At a glance
Search Latency p50 (ms) is the median time the cluster takes to return a search query: half of all queries finish faster, half slower. It is the steady-state “typical experience” number. Unlike the tail percentiles, p50 should be low and stable; a rising median tells a DBA the whole query mix is getting slower, not just the unlucky outliers.
What it tracks
The card reports the 50th-percentile query service time for the selected period, refreshed in real time on a rolling 5-minute window (RT/5m). It is derived from the same source as its tail siblings: the indices.search.query_time_in_millis divided by query_total delta exposed in the Elasticsearch node stats API, with the distribution reconstructed across the window so a true median can be reported rather than a flat average. Because p50 reflects the bulk of traffic, it is the right number for capacity planning and for spotting broad regressions (a heavier query mix, a mapping change, a hot-thread storm) before they reach the tail. Pair it with Search Latency p95 (ms) and Search Latency p99 (ms): a healthy cluster keeps p50 well below p95, and a narrowing gap between them means the slow tail is dragging the whole distribution up. This card carries no alert threshold of its own; it is the context number that makes the tail-latency alerts readable.

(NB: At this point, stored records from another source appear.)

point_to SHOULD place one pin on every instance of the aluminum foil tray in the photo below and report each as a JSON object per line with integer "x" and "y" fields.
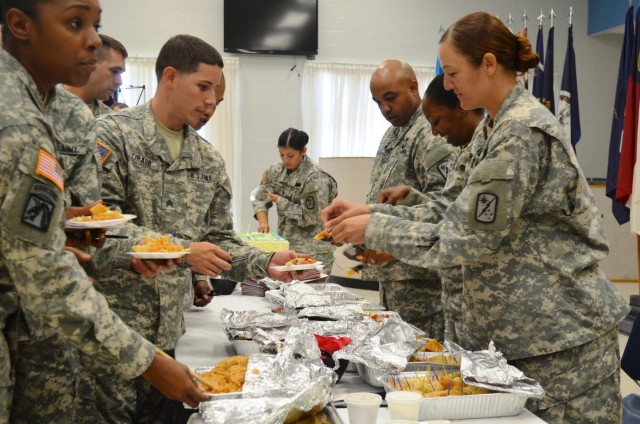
{"x": 488, "y": 405}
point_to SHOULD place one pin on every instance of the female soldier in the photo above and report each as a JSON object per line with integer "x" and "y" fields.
{"x": 526, "y": 230}
{"x": 301, "y": 190}
{"x": 42, "y": 287}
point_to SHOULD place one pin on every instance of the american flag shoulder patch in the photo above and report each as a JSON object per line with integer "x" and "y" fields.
{"x": 49, "y": 168}
{"x": 104, "y": 152}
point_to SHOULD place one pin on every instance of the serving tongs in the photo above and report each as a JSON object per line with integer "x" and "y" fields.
{"x": 195, "y": 375}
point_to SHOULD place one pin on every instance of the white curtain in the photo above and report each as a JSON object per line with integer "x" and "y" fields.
{"x": 337, "y": 110}
{"x": 222, "y": 131}
{"x": 139, "y": 82}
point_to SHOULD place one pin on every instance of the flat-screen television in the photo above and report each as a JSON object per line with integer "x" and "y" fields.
{"x": 279, "y": 27}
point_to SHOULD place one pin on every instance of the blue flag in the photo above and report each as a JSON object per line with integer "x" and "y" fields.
{"x": 568, "y": 110}
{"x": 547, "y": 98}
{"x": 620, "y": 212}
{"x": 538, "y": 74}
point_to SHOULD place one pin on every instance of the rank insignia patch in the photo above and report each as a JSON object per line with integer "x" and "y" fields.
{"x": 103, "y": 151}
{"x": 310, "y": 202}
{"x": 38, "y": 210}
{"x": 486, "y": 207}
{"x": 49, "y": 168}
{"x": 443, "y": 167}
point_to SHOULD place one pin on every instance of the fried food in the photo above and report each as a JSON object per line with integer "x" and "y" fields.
{"x": 436, "y": 386}
{"x": 301, "y": 261}
{"x": 161, "y": 244}
{"x": 323, "y": 235}
{"x": 99, "y": 213}
{"x": 228, "y": 375}
{"x": 431, "y": 345}
{"x": 378, "y": 317}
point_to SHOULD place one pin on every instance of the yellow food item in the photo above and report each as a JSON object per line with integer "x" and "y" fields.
{"x": 161, "y": 244}
{"x": 322, "y": 235}
{"x": 435, "y": 386}
{"x": 431, "y": 345}
{"x": 300, "y": 261}
{"x": 227, "y": 376}
{"x": 100, "y": 213}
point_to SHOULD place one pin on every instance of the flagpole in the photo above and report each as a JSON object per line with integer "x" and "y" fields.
{"x": 638, "y": 254}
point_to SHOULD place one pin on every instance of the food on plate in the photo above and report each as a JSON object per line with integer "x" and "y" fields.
{"x": 301, "y": 261}
{"x": 99, "y": 213}
{"x": 378, "y": 317}
{"x": 160, "y": 244}
{"x": 431, "y": 345}
{"x": 227, "y": 376}
{"x": 445, "y": 359}
{"x": 323, "y": 235}
{"x": 432, "y": 385}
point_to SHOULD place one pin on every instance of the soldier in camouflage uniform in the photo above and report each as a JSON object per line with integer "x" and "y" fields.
{"x": 456, "y": 125}
{"x": 43, "y": 290}
{"x": 53, "y": 361}
{"x": 526, "y": 230}
{"x": 301, "y": 190}
{"x": 158, "y": 168}
{"x": 106, "y": 79}
{"x": 409, "y": 154}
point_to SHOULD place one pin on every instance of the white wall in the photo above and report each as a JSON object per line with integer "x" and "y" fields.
{"x": 366, "y": 31}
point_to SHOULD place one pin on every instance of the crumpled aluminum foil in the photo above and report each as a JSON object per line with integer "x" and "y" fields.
{"x": 386, "y": 349}
{"x": 246, "y": 319}
{"x": 270, "y": 340}
{"x": 334, "y": 312}
{"x": 267, "y": 397}
{"x": 489, "y": 369}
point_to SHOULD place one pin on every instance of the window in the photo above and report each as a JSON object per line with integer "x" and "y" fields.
{"x": 337, "y": 110}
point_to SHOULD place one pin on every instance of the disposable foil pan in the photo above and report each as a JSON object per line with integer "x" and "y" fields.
{"x": 370, "y": 375}
{"x": 487, "y": 405}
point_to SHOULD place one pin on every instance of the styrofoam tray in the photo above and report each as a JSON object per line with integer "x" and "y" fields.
{"x": 487, "y": 405}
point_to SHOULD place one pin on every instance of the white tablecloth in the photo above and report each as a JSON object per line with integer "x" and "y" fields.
{"x": 204, "y": 345}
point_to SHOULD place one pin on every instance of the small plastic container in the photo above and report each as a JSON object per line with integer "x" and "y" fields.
{"x": 363, "y": 407}
{"x": 404, "y": 405}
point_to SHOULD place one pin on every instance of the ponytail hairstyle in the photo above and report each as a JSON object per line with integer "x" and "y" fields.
{"x": 294, "y": 139}
{"x": 479, "y": 33}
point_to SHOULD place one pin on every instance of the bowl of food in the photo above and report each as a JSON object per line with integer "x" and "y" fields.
{"x": 223, "y": 286}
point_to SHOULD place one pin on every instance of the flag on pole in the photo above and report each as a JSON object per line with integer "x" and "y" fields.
{"x": 568, "y": 110}
{"x": 538, "y": 73}
{"x": 548, "y": 98}
{"x": 630, "y": 130}
{"x": 620, "y": 212}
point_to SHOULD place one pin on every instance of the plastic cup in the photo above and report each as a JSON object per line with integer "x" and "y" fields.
{"x": 363, "y": 407}
{"x": 404, "y": 405}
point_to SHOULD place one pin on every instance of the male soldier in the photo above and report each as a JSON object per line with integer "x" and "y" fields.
{"x": 42, "y": 287}
{"x": 408, "y": 155}
{"x": 156, "y": 167}
{"x": 107, "y": 77}
{"x": 448, "y": 120}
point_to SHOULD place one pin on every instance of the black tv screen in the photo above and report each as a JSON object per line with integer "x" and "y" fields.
{"x": 285, "y": 27}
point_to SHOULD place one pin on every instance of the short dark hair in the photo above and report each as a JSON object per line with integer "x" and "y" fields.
{"x": 439, "y": 95}
{"x": 185, "y": 53}
{"x": 28, "y": 7}
{"x": 293, "y": 138}
{"x": 110, "y": 43}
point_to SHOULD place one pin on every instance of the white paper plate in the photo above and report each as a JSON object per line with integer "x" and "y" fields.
{"x": 284, "y": 268}
{"x": 158, "y": 255}
{"x": 108, "y": 223}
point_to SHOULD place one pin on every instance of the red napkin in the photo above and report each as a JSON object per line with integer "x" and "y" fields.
{"x": 331, "y": 344}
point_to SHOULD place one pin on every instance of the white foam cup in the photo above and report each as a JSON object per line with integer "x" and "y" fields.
{"x": 363, "y": 407}
{"x": 404, "y": 405}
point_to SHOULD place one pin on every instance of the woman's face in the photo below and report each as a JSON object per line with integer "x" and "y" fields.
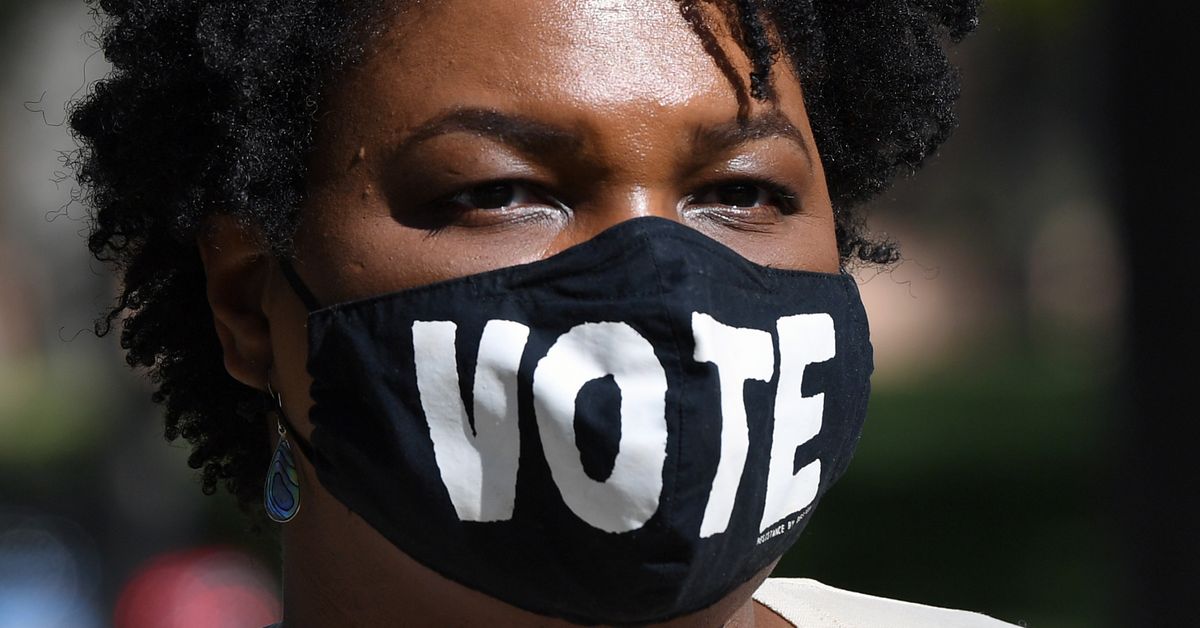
{"x": 484, "y": 133}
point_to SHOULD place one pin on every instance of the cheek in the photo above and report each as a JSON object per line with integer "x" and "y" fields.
{"x": 289, "y": 347}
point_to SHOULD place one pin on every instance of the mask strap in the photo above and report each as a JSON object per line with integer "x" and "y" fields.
{"x": 292, "y": 432}
{"x": 298, "y": 285}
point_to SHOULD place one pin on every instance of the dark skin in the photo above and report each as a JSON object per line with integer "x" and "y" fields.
{"x": 455, "y": 149}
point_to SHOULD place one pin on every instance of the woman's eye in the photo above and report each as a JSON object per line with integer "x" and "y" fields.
{"x": 745, "y": 196}
{"x": 499, "y": 195}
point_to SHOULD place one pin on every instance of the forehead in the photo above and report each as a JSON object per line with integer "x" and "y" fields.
{"x": 561, "y": 59}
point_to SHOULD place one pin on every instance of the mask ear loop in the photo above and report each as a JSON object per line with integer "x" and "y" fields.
{"x": 281, "y": 490}
{"x": 298, "y": 285}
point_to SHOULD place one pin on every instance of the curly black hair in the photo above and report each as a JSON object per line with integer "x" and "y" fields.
{"x": 211, "y": 106}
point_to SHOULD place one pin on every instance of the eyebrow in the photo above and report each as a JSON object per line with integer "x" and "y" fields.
{"x": 533, "y": 136}
{"x": 525, "y": 133}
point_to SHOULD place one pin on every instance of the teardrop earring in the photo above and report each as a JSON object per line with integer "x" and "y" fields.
{"x": 281, "y": 492}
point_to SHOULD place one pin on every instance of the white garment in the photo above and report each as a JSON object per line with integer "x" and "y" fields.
{"x": 809, "y": 604}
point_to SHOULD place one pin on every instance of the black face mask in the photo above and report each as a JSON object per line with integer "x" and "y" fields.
{"x": 621, "y": 434}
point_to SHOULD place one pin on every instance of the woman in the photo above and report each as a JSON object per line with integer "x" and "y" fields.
{"x": 515, "y": 312}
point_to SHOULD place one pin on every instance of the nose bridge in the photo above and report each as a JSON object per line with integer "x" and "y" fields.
{"x": 618, "y": 202}
{"x": 639, "y": 180}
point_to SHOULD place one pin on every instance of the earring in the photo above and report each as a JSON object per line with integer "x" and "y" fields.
{"x": 281, "y": 492}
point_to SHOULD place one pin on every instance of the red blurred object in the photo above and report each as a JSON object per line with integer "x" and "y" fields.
{"x": 208, "y": 587}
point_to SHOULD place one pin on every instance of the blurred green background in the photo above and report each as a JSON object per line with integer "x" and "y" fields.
{"x": 984, "y": 479}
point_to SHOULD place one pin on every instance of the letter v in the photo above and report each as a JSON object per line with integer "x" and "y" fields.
{"x": 478, "y": 466}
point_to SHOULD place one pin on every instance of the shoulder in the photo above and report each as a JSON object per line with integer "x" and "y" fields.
{"x": 808, "y": 603}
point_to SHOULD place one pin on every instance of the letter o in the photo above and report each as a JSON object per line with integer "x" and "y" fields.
{"x": 630, "y": 496}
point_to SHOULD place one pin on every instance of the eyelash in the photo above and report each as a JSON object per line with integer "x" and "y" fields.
{"x": 778, "y": 195}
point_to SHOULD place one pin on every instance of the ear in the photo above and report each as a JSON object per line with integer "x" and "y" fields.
{"x": 237, "y": 268}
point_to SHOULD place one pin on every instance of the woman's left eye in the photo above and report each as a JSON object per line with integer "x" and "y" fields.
{"x": 744, "y": 195}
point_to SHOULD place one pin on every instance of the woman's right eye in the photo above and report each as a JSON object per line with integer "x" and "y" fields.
{"x": 501, "y": 196}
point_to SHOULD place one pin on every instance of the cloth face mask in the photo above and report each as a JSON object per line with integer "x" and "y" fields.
{"x": 621, "y": 434}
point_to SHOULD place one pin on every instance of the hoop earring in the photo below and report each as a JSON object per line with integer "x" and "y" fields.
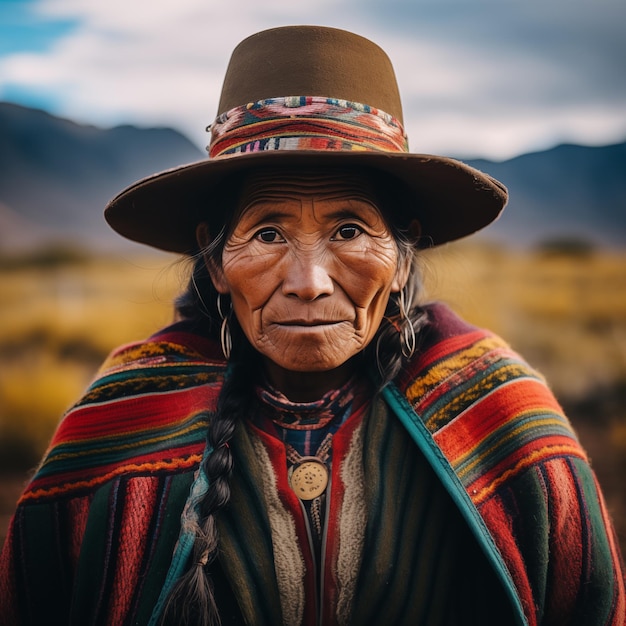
{"x": 225, "y": 337}
{"x": 407, "y": 335}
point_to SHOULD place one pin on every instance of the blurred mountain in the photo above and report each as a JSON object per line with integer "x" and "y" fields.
{"x": 56, "y": 176}
{"x": 567, "y": 193}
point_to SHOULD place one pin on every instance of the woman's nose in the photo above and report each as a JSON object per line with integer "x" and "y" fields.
{"x": 307, "y": 278}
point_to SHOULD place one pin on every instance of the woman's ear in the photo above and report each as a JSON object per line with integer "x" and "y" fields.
{"x": 203, "y": 237}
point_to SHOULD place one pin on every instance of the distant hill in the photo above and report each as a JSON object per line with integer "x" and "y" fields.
{"x": 570, "y": 191}
{"x": 56, "y": 177}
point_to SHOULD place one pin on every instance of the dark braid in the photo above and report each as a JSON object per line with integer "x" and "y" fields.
{"x": 192, "y": 600}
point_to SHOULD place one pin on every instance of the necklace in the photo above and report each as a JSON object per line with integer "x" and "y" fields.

Reconciling against the source
Confirm the figure against Elasticsearch’s own tooling withGET /_nodes/stats/indices/search (the query_time_in_millis and query_total counters), or watch the median directly in the Kibana Stack Monitoring “Search” panel. On a managed service such as Elastic Cloud or AWS OpenSearch, the same series appears under the cluster’s search-latency monitoring chart. Small differences are expected: Vortex IQ reconstructs a percentile over the 5-minute window, whereas a raw counter ratio gives a window average.